In this regard, the ASSAf code is only intended to apply to research with a ‘scholarly intent’, she said, including that produced by the more than 57,000 researchers at universities in 2019; and not to data being collected for other purposes, such as opinion polls and market research.
Data-sharing across borders
The academy’s guidance on the code will also include templates for assessing data management risks forged according to the principle that the greater the risk, the more stringent the required safeguards for protecting the data. ASSAf will further advise on conducting privacy impact assessments for high-risk studies.
In addition, it will provide an ethical compliance checklist in relation to the code for RECs, as well as standard contractual clauses for use in agreements for data-sharing across borders.
The code further addresses the challenge of safeguarding privacy in genetic research, in which the strands of human DNA under study can, by their nature, be ‘singled out’ and tracked back to individuals through cross-referencing with other data sets.
The draft also considers the issue of using algorithms to analyse big data, particularly in cases in which third-party holders of proprietary software may be able to access the base information under study, thus compromising the privacy of the subjects.
“As new ways of collecting data automatically via bots are developed, we need to think more about how information is being collected,” said discussion document co-author Jerome Singh of the Centre for Medical Ethics and Law at Stellenbosch University.

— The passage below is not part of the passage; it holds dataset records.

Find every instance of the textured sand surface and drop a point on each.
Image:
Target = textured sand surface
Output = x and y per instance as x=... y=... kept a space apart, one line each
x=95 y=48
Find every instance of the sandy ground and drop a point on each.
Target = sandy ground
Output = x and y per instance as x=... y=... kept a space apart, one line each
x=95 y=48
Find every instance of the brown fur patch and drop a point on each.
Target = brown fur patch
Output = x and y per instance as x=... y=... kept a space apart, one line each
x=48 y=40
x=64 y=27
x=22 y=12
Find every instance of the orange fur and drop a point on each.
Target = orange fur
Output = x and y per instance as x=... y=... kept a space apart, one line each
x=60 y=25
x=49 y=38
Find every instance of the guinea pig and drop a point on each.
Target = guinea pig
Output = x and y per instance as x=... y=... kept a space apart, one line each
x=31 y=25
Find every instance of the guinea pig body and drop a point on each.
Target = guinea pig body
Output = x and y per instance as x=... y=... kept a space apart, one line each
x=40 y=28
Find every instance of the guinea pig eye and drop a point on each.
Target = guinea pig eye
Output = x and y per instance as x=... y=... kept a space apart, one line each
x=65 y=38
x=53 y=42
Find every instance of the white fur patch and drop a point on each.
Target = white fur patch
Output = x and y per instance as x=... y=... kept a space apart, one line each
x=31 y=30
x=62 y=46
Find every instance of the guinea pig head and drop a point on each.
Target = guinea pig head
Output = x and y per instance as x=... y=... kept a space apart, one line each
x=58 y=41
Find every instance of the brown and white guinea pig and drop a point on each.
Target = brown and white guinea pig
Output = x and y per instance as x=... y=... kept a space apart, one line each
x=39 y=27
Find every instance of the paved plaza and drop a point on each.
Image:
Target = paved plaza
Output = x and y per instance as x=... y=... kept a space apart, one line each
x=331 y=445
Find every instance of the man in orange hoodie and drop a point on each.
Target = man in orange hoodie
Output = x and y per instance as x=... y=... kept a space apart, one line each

Given the difficulty of an absolute guarantee on the privacy of personal data used for research, the approach should be to do “what is reasonably possible” to protect it, according to Christoffels.
The standard for what may be considered “reasonably possible” should be shaped by the time, cost, effort and expertise, as well as technological capacity required to “re-identify” individuals from the data available, despite the safeguards in place.
In seeking to heighten security, “we need to prove we have taken all reasonable steps”, said Christoffels.
So, for example, even in research based on social media which is broadly exempted from the provisions of the act on the basis that the data produced on these platforms is within the public domain, there may be expectations of privacy which should be respected.
“The intent of the data subject matters,” said discussion document co-author Antonel Olckers of DNAbiotec®. She advised that such information should be de-identified and decoupled from its original post as early as possible.
The drafters of advice on the code sought to emphasise the benefits of adherence to the new legislation, which include the requirement to engage proactively with communities in seeking their buy-in for particular research projects, as well as the drive to be more efficient in information collection and cross-referencing in the name of data minimality, which may protect over-researched communities.
It was also stressed that implementation of the new code and law would ensure that the country’s knowledge producers remain competitive on the global stage by meeting international standards for data protection.
More broadly, Michèle Ramsay of the University of the Witwatersrand, who has played a leading role in developing the code, noted that it was not being forged in isolation, but rather as part of a commitment to open access among South Africa’s academic research community.
“The policy is to be as open as possible, and as closed as necessary,” she said.